Talking to the neurosurgeon

Sagittal slice containing the largest lesion that they want to biopsy.

I finally mustered the courage to look at the MRIs, before I didn’t want to, I am no radiologist, and I couldn’t think of anything positive coming from this. To discuss the biopsy I wanted to see them, to understand where they would access it and plan their biopsy. I had been working on stereotactic neurosurgery in the Maastricht University Medical Center before I came to Nijmegen in 2012, so I had a good understanding of the procedure (at least about the techniques behind it).

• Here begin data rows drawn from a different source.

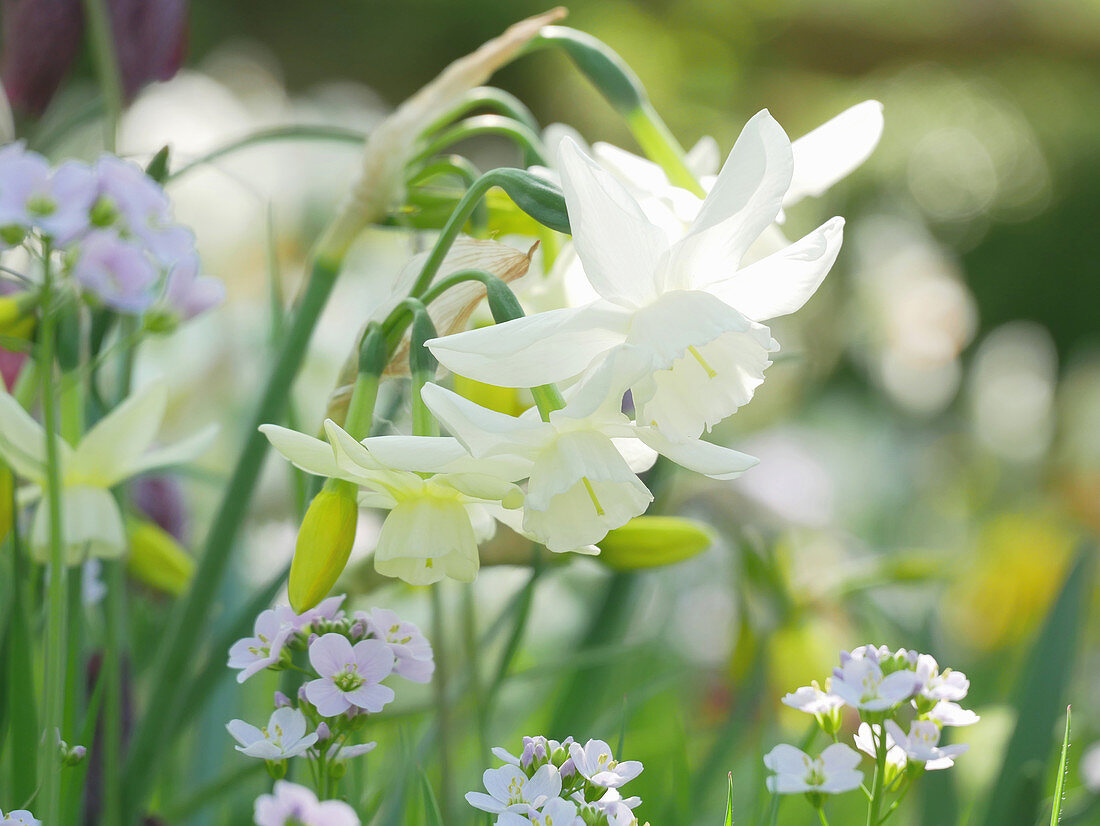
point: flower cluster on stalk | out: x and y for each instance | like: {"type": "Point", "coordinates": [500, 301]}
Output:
{"type": "Point", "coordinates": [903, 700]}
{"type": "Point", "coordinates": [343, 660]}
{"type": "Point", "coordinates": [552, 783]}
{"type": "Point", "coordinates": [110, 228]}
{"type": "Point", "coordinates": [669, 339]}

The MRIs indeed showed a big (3.5cm) lesion in the cerebellum. This lesion showed no necrosis in the center (necrosis is a bad sign) and had a well-defined border (ill-defined margins are extra bad). The location of the lesion wasn’t difficult to access with the biopsy needle (a 3.5mm diameter needle), but the location in the cerebellum, made it that risks such as a bleeding or brain swelling could quickly escalate to a coma or death. Nonetheless, the risks were low, estimated to be about 1% for these adverse events.

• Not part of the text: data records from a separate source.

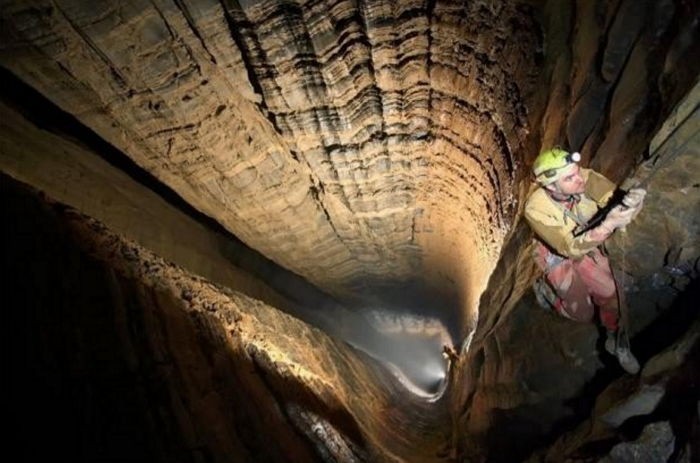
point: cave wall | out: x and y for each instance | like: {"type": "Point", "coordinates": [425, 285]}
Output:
{"type": "Point", "coordinates": [528, 371]}
{"type": "Point", "coordinates": [361, 145]}
{"type": "Point", "coordinates": [113, 353]}
{"type": "Point", "coordinates": [380, 138]}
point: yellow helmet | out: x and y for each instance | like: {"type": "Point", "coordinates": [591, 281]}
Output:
{"type": "Point", "coordinates": [549, 165]}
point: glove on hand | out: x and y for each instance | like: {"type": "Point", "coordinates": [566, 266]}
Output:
{"type": "Point", "coordinates": [634, 197]}
{"type": "Point", "coordinates": [619, 217]}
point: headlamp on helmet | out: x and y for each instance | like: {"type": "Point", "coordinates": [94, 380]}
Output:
{"type": "Point", "coordinates": [549, 165]}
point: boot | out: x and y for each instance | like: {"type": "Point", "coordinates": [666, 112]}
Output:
{"type": "Point", "coordinates": [611, 342]}
{"type": "Point", "coordinates": [627, 360]}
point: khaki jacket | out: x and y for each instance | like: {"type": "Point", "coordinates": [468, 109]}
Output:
{"type": "Point", "coordinates": [555, 227]}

After this talk me and Adrienne spoke to the neurologist and the hematologist. According to the young hematologist, the cancer type they suspected (primary central nervous system lymphoma) is incredibly rare. The fact that my symptoms were getting less baffled her, she told us that this normally does not happen. Also, the neurologist seemed to be surprised with the state I was in and even mentioned that MS, however unlikely, was not off the table.